Sunday 8 May 2011

Mandatory Muslim PM law against Federal Constitution, says expert

May 08, 2011
Malaysian Insider
KUALA LUMPUR, May 8 — The Federal Constitution does not require a Muslim prime minister to helm the government, and any such provision would be against Malaysia’s laws of equality, a law expert asserted today.

“To insert a provision requiring the PM be Muslim would run counter to the provision of equality enshrined under Article 8 of the Federal Constitution,” said Prof Abdul Aziz Bari.

Aziz was responding to a statement made yesterday by lawyer Datuk Zainal Rejal who had charged that the prime minister must be a Muslim, even though there are no legal provisions as to the race or ethnicity of the PM in the Constitution.

Zainal, who was a speaker at a forum organised by The Muslim Organisations in Defence of Islam (Pembela), said a non-Muslim prime minister would not be able to advise the King on Islamic matters.

“The PM must be a Muslim. Or else he cannot advise the Yang di-Pertuan Agong on Islamic matters ... how can you have a non-Muslim advise the Agong on Islamic matters?”  Zainal had said.

In response, Aziz said that the only way the current provision could be amended was through a two-thirds majority vote in Parliament.

The constitutional expert explained that there was no need for the prime minister to be a Muslim because Islam was a matter of the state and the Yang di-Pertuan Agong is not the head of Islam for the entire federation.

“One must not forget that in the Malay states the corresponding position has been stated clearly: that MB — but not chief minister — must be a Malay and a Muslim. Similarly the Constitution has made it clear that the state secretary must be a Malay and a Muslim.”

The Federal Constitution does not expressly specify race or religious requirements for the position of prime minister.
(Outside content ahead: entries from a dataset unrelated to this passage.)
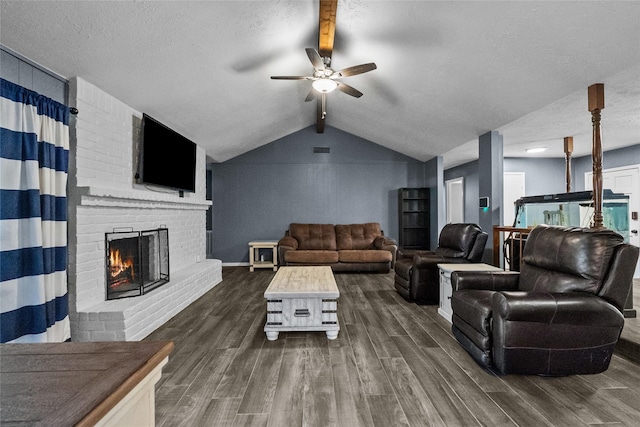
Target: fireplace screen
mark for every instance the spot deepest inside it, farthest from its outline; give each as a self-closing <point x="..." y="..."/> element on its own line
<point x="137" y="262"/>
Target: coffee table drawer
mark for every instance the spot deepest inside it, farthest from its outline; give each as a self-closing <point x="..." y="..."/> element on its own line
<point x="302" y="312"/>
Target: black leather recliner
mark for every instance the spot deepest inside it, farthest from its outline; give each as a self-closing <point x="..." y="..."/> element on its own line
<point x="560" y="315"/>
<point x="416" y="272"/>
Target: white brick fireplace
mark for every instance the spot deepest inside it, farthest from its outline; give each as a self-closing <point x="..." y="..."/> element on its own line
<point x="104" y="197"/>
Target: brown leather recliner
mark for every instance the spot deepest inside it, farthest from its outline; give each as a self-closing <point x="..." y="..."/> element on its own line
<point x="560" y="315"/>
<point x="416" y="272"/>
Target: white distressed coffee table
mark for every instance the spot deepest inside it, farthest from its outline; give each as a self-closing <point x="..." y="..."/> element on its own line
<point x="302" y="299"/>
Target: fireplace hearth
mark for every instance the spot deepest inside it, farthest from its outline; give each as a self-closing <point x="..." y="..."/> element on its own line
<point x="137" y="262"/>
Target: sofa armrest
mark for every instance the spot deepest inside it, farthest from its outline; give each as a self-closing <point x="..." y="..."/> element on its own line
<point x="387" y="244"/>
<point x="485" y="280"/>
<point x="288" y="241"/>
<point x="381" y="242"/>
<point x="286" y="244"/>
<point x="427" y="260"/>
<point x="410" y="253"/>
<point x="556" y="308"/>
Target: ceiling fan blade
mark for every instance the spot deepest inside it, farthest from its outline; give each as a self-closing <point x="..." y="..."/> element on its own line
<point x="327" y="27"/>
<point x="348" y="90"/>
<point x="357" y="69"/>
<point x="311" y="95"/>
<point x="290" y="77"/>
<point x="315" y="58"/>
Article 43(2)(a) of the constitution states only that the Yang di-Pertuan Agong shall appoint as PM a member of parliament who in his judgment is likely to command the confidence of the majority of the Dewan Rakyat.

“Islam has been protected by the law so there is no need to fear that Islam might be threatened just because the PM might be a non-Muslim,” Aziz told The Malaysian Insider.

He stressed the Constitution was also clear that state rulers, as heads of Islam, need not listen to the advice of the government, as they can protect the religion on their own, given there were exceptions to the rule.

“Let us not assert something that is not expressly stated in the Constitution unless it is necessitated by the spirit of the Constitution or that it is something that is ancillary to it.

“The Constitution must not be read and understood in a pedantic manner,” said Aziz.